Jeudi 15 juillet 2010 à 1:21

Les larmes font un masque salé sur mes joues. J'ai mal au coeur aussi, je voudrais bien pouvoir vomir. J'ai recommencé à m'emplir de bruit et de nourriture plutôt que de tenter l'ascèse et le silence. Mais même l'opéra ne me console en rien, ou en tout cas ce n'est pas le bon, là aussi il y a des gens qui se trouvent. Je voudrais des réponses à mes pourquois, pourquoi, pourquoi. Marre. Ecoeurée. Des choses qui datent et sont encore là, s'enlisent, s'alourdissent, s'épaississent à chaque saison. Et si ça durait encore ? Encore trois ans, quatre ans, des années ? Et si j'en arrivais à faire craquer les jointures d'abord ? Je suis un peu violente, mais trop bien élevée pour taper sur les autres. C'est mes doigts qui sortiront des articulations, mes os qui se briseront, mon sang qui les aspergera. Ca devrait me soulager mais ça ne me donnera pas, toujours pas, ce que les autres semblent avoir. Qu'est-ce que c'est que ce chagrin intarissable. Des caprices. Mais tous les autres ont... Détails ! Plusieurs fois... Des caprices ! Ta faute. Seule explication. Malchance. Attend. Mais si ça me mange de dedans ? Pull yourself together bon sang. Serrer tout dedans, pour que ça ne déborde pas, se retenir d'inonder les autres. Avoir de plus en plus peur d'effriter leurs propres constructions en venant m'y répandre, ou de se faire rabrouer. 
S'organiser vite, s'occuper l'esprit, trouver des projets, des activités. Dormir pour pouvoir lire, lire donc ne pas dormir.

Mercredi 14 juillet 2010 à 17:03

Là, maintenant, hop, je devrais être en train de lire les derniers chapitres de L'insoutenable légèreté de l'être. J'ai bien envie de le finir hein, pour pouvoir passer à d'autres. Je n'aime pas trop lire différentes choses à la fois. Je trouve déjà que je lis trop vite, que je ne laisse pas le temps à l'histoire, aux personnages, à l'ambiance de s'installer ; alors si j'en croise plusieurs on ne s'en sort plus, le livre se dilue et j'ai la vague impression de n'avoir vécu, été immergée dans aucune des deux histoires. L'endroit où je lis déjà importe beaucoup. Vais-je lire dans le métro, et laisser les bruits, les autres gens, les anecdotes s'insérer entre les feuilles du roman ? Parfois oui ça m'amuse ou ne me dérange pas, ça peut lui donner une épaisseur personnelle et secrète, soufflée en parallèle par les circonstances de lecture.

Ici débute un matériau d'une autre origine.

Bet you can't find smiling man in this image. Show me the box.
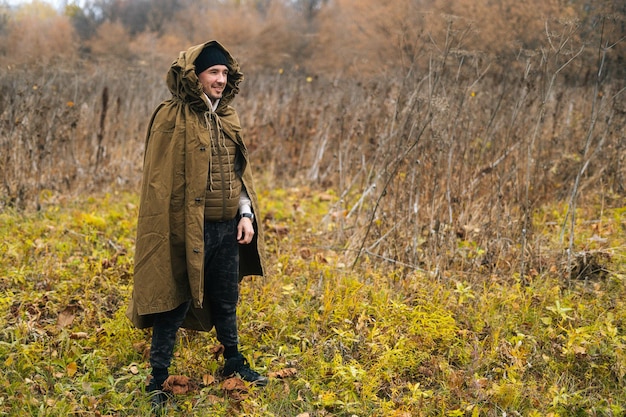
[127,41,267,410]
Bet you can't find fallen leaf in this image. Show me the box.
[209,345,224,360]
[57,308,76,328]
[65,362,78,378]
[222,377,248,401]
[128,363,139,375]
[222,377,248,391]
[163,375,195,395]
[269,368,298,379]
[202,374,216,387]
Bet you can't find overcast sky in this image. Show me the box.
[0,0,67,9]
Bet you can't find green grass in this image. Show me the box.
[0,189,626,417]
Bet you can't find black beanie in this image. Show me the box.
[194,46,230,75]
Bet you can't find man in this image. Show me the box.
[127,41,267,408]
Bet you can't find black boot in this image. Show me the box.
[146,378,170,416]
[222,353,268,386]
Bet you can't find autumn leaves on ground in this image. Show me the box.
[0,0,626,417]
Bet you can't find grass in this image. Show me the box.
[0,187,626,417]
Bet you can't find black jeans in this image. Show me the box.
[150,219,239,370]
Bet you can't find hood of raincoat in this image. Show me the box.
[127,41,264,331]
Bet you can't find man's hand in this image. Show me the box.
[237,217,254,245]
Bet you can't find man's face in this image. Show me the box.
[198,65,228,103]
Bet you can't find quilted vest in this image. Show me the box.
[204,134,243,222]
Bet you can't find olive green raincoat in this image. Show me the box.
[126,41,264,331]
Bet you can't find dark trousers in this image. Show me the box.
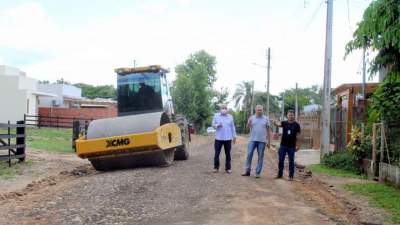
[278,146,296,177]
[214,140,232,170]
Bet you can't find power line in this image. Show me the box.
[306,1,325,28]
[346,0,353,34]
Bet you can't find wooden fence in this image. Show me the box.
[0,121,26,166]
[297,112,321,149]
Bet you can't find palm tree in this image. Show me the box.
[233,81,254,132]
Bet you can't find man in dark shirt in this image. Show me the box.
[274,110,300,181]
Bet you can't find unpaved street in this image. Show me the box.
[0,137,390,225]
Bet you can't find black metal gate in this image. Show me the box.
[0,121,26,166]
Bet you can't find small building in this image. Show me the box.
[331,83,379,150]
[38,84,118,126]
[0,65,54,123]
[38,84,82,108]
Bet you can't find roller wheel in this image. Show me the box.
[175,116,189,160]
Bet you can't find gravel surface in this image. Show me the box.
[0,136,390,225]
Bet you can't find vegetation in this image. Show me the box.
[26,128,74,153]
[346,0,400,76]
[344,183,400,224]
[171,50,217,131]
[212,87,229,111]
[307,164,366,179]
[346,0,400,165]
[321,151,362,174]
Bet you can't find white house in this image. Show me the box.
[0,65,54,123]
[38,84,82,108]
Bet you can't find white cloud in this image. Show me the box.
[0,0,376,98]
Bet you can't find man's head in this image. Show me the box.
[287,110,296,122]
[256,105,264,116]
[219,104,228,115]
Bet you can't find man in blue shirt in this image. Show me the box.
[242,105,271,178]
[212,104,236,173]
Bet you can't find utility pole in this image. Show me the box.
[295,83,299,120]
[321,0,333,159]
[250,81,254,115]
[362,47,367,100]
[266,47,271,116]
[281,92,285,121]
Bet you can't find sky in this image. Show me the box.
[0,0,372,95]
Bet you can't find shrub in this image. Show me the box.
[321,151,362,174]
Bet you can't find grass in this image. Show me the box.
[307,164,366,179]
[344,183,400,223]
[0,160,33,179]
[26,128,74,153]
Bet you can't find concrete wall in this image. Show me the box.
[0,66,37,123]
[38,84,82,108]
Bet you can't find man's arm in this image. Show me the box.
[231,117,236,144]
[247,116,252,129]
[274,120,282,127]
[267,127,272,148]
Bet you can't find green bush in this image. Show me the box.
[321,151,362,174]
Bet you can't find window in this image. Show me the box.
[118,73,162,115]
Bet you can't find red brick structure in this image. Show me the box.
[39,107,118,119]
[37,106,118,127]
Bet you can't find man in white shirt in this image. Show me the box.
[212,104,236,174]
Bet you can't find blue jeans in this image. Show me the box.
[245,141,265,175]
[214,140,232,170]
[278,145,296,177]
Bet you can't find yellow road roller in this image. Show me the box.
[73,65,190,171]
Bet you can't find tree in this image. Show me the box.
[233,81,254,115]
[171,50,217,129]
[346,0,400,161]
[346,0,400,77]
[212,87,229,111]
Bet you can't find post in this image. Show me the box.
[379,123,385,162]
[281,92,285,121]
[295,83,299,120]
[15,121,26,162]
[371,123,376,176]
[266,48,271,116]
[362,47,367,100]
[321,0,333,159]
[7,121,11,167]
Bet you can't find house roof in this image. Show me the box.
[333,83,380,95]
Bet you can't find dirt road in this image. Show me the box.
[0,137,390,225]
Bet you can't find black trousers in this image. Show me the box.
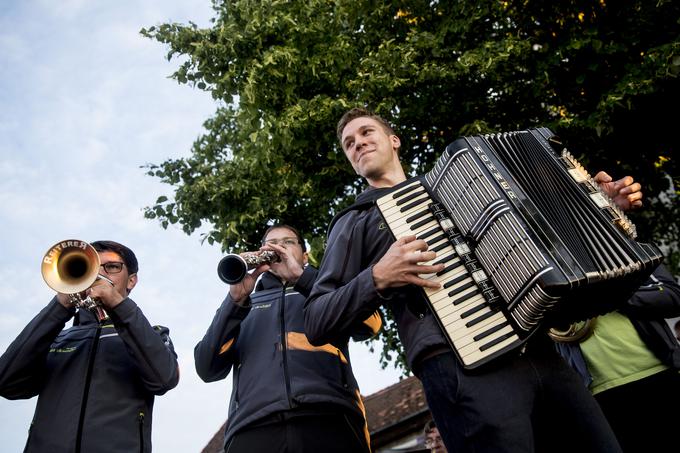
[224,412,370,453]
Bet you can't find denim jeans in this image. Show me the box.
[415,348,621,453]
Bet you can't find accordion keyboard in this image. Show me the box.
[377,181,521,368]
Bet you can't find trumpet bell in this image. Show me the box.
[41,239,100,294]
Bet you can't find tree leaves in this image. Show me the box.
[141,0,680,372]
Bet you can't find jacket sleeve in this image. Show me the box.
[294,266,319,297]
[304,213,385,346]
[108,298,179,395]
[622,265,680,319]
[0,297,75,399]
[194,296,250,382]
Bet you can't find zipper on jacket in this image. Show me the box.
[137,411,144,453]
[279,285,293,408]
[24,415,35,453]
[75,325,102,453]
[336,349,349,388]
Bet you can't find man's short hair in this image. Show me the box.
[90,241,139,275]
[337,107,397,142]
[262,223,307,252]
[423,420,437,437]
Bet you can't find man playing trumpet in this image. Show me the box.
[0,241,179,453]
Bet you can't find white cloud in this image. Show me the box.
[0,0,404,453]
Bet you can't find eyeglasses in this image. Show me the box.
[425,435,443,448]
[101,261,125,274]
[262,238,299,247]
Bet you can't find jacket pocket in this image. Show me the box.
[137,411,144,453]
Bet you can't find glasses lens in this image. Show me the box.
[102,262,123,274]
[264,238,298,247]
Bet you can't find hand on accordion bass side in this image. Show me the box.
[372,236,444,291]
[593,171,642,211]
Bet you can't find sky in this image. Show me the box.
[0,0,399,453]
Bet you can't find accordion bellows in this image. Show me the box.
[377,128,662,369]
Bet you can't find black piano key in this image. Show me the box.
[404,208,430,225]
[472,321,510,341]
[454,303,486,320]
[444,272,475,290]
[427,234,448,245]
[392,184,423,200]
[428,242,450,252]
[432,253,456,266]
[418,226,442,239]
[396,189,426,206]
[460,304,498,327]
[411,216,434,230]
[479,332,515,351]
[397,193,430,212]
[453,290,484,308]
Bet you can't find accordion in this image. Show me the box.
[377,128,662,369]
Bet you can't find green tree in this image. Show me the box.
[141,0,680,372]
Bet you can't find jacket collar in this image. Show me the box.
[255,272,283,291]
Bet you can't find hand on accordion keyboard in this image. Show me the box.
[593,171,642,211]
[373,236,444,291]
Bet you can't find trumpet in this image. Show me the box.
[41,239,113,322]
[217,250,281,285]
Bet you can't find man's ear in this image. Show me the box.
[390,135,401,154]
[127,274,137,294]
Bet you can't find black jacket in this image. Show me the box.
[557,265,680,385]
[194,266,378,444]
[0,297,179,453]
[305,187,448,368]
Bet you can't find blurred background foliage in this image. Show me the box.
[141,0,680,367]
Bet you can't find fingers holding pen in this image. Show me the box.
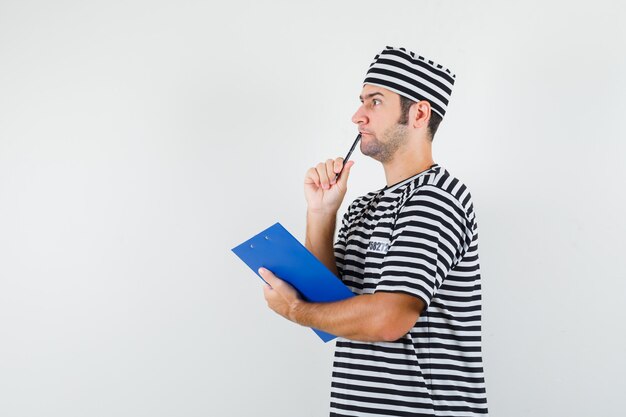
[316,161,330,190]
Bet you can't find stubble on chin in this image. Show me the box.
[361,123,408,163]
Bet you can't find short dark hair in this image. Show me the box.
[398,96,443,142]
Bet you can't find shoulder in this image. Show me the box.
[406,166,474,222]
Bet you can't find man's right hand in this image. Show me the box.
[304,158,354,215]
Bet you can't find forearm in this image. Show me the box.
[305,211,338,275]
[288,294,410,342]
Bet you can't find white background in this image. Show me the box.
[0,0,626,417]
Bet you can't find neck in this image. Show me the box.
[383,143,435,186]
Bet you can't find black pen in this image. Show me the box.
[335,133,361,182]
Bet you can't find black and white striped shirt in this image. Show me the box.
[330,165,487,417]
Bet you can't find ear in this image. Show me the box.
[409,100,431,128]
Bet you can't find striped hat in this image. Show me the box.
[363,46,456,118]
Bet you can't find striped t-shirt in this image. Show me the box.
[330,165,487,417]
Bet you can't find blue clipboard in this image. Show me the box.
[232,223,354,342]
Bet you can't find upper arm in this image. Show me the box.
[371,291,426,341]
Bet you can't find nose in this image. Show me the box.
[352,104,368,125]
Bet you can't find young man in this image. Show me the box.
[260,47,487,416]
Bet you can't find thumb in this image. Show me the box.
[337,161,354,185]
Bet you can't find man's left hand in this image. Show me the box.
[259,268,302,322]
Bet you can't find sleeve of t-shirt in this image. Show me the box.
[375,185,467,307]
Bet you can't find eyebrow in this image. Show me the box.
[359,91,385,101]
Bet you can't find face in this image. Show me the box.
[352,84,408,163]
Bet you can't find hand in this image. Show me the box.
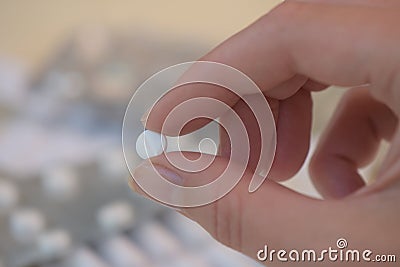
[132,0,400,266]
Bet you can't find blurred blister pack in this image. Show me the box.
[0,27,262,267]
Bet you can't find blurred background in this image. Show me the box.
[0,0,384,267]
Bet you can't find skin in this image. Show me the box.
[131,0,400,266]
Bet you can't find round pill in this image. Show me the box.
[136,130,167,159]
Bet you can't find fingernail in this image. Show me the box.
[133,161,183,185]
[140,109,151,126]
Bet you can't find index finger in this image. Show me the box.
[146,1,400,132]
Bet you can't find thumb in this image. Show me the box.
[131,152,337,258]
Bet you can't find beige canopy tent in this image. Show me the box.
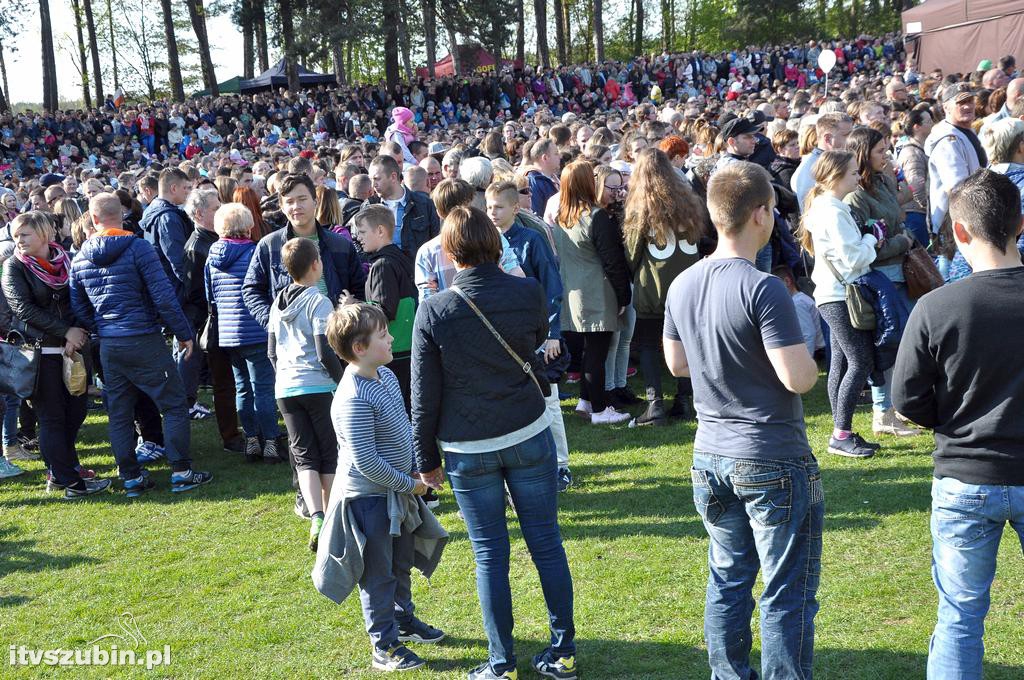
[902,0,1024,74]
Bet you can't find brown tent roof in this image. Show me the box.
[902,0,1024,74]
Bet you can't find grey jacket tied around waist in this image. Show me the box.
[310,491,449,604]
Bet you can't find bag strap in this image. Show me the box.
[450,286,544,396]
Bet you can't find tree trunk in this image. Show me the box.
[381,0,400,91]
[39,0,57,112]
[239,0,256,79]
[552,0,567,66]
[278,0,299,93]
[420,0,437,78]
[252,0,270,73]
[0,43,10,111]
[106,0,118,87]
[534,0,551,69]
[158,0,185,101]
[185,0,220,96]
[71,0,92,109]
[633,0,644,56]
[82,0,103,107]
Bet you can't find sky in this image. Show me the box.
[11,0,248,103]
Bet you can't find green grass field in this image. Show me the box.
[0,381,1024,680]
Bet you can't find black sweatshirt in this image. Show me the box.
[892,267,1024,485]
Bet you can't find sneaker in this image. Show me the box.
[263,439,281,463]
[558,468,572,493]
[630,399,669,427]
[577,399,594,418]
[294,492,310,519]
[309,517,323,553]
[171,470,213,494]
[246,437,263,463]
[398,617,444,644]
[469,662,519,680]
[3,443,39,463]
[65,479,111,501]
[0,457,25,479]
[828,437,874,458]
[125,469,157,498]
[871,409,923,437]
[590,407,633,425]
[373,642,426,672]
[135,441,167,465]
[188,401,213,420]
[534,647,577,680]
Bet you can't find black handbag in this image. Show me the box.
[0,331,43,399]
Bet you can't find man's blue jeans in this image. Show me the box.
[99,333,192,479]
[928,477,1024,680]
[224,344,279,439]
[690,453,824,680]
[444,429,575,674]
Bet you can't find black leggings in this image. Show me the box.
[818,302,874,430]
[580,331,612,413]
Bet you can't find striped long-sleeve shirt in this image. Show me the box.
[331,366,416,498]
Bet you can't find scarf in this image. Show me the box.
[14,242,71,290]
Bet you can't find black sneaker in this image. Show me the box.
[373,642,426,672]
[534,647,577,680]
[828,437,874,458]
[558,468,572,494]
[294,492,311,519]
[398,617,444,644]
[65,479,111,501]
[171,470,213,494]
[853,432,882,451]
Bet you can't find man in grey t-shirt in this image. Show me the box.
[664,162,824,678]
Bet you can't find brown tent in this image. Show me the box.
[902,0,1024,74]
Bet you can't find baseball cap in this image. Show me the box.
[942,83,974,103]
[721,118,758,139]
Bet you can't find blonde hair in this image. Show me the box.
[797,152,854,255]
[213,203,255,239]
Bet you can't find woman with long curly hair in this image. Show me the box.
[554,161,632,425]
[231,186,273,243]
[623,148,707,425]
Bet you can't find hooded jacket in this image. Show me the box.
[71,229,193,341]
[204,239,266,347]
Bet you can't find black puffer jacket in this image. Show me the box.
[3,257,75,347]
[412,264,548,471]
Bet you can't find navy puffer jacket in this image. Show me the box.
[205,239,266,347]
[71,229,193,341]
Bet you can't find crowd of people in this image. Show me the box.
[0,30,1024,680]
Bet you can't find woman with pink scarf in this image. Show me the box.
[384,107,417,165]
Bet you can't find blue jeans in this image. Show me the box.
[351,496,416,649]
[928,477,1024,680]
[224,344,278,439]
[690,453,824,680]
[604,302,637,391]
[871,282,914,411]
[99,333,192,479]
[444,429,575,674]
[3,394,22,447]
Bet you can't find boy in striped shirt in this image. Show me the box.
[327,304,444,671]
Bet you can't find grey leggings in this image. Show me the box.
[818,302,874,430]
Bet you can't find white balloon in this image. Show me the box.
[818,49,836,73]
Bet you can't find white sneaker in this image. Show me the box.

Vais-je continuer à lire l'histoire de Tereza et Tomas chez le coiffeur, et le salon de coiffure se déposer dans ma lecture aussi sûrement que les bouts de cheveux tombent dans la reliure (le bruit des cheveux mouillés qu'on coupe reste quelque chose d'extraordinaire). Ce qui se passe autour de soi pendant qu'on lit fera partie de la lecture et de ce qu'on retiendra de l'histoire, souvent. Souvent on se souvient bien de où on a lu tel ou tel livre. J'ai une amie qui a un excellent souvenir de vacances en famille à Venise parce qu'elle y dévorait Les Trois mousquetaires. A moins que ce ne soit l'inverse ? Je voudrais finir ce roman, attaquer la magnifique pile sur mon bureau formée de tout ce qu'on vient de m'offrir pour mon anniversaire, miam miam. Quoique d'abord j'ai un Agatha Christie tout à fait inconnu (de moi) et mystérieux déjà qui m'attend : Némésis. J'ai hâte. Mais je n'ai pas vraiment envie de finir Kundera. Enfin si, je veux savoir la fin, mais en sortir ? Sans être sûre d'avoir à peu près bien compris, retenu, que ça restera ? Je vais finir et je vais me précipiter dans autre chose, et pendant un temps tout va être flottant, les deux histoires se télescoper un peu, à moins que la seconde n'enterre prématurément la première, sans avoir l'étape du silence après Mozart... mes lectures forment parfois un continuum difficile à gérer, et j'ai peur qu'elles s'abiment l'une l'autre. 
Mais bon, il faut bien lire ! Enfin je veux lire. Et je dois bien insérer ça dans le reste. Souvenirs des livres avancés toutes les 55 minutes, au collège-lycée, posés sur le bureau ou le dessus du sac, et qu'on fait progresser à chaque intercours. Ou bien il m'arrive de me transformer en autiste complète pour dévorer sans que rien d'autre n'interfère, mais là, de même, cette situation un peu extrême s'inscrira dans mon souvenir du livre, on lit toutes ces histoires par des aménagements divers dans notre propre réalité. Je peux me souvenir à l'évocation d'un titre des motifs du tapis sur lequel j'étais allongée, des repas qu'on m'obligeait à prendre quand même, me tirant de l'autarcie littéraire, de la fenêtre ouverte et que je devrais me lever pour fermer, tant pis non, j'ai pris froid, des horaires tardifs, des yeux qui piquent, du métro, du train, de l'étagère où était le bouquin. Lire n'est pas une vue de l'esprit, c'est parfaitement concret, ne serait-ce qu'en étant confronté au fabuleux problème du temps-qui-passe-et-ne-subit-aucun-délai. Même là par exemple, alors que je ne lis pas, j'insère ces réflexions dans ce livre-là.
Bon allez je vais le finir quand même, on verra bien après :o)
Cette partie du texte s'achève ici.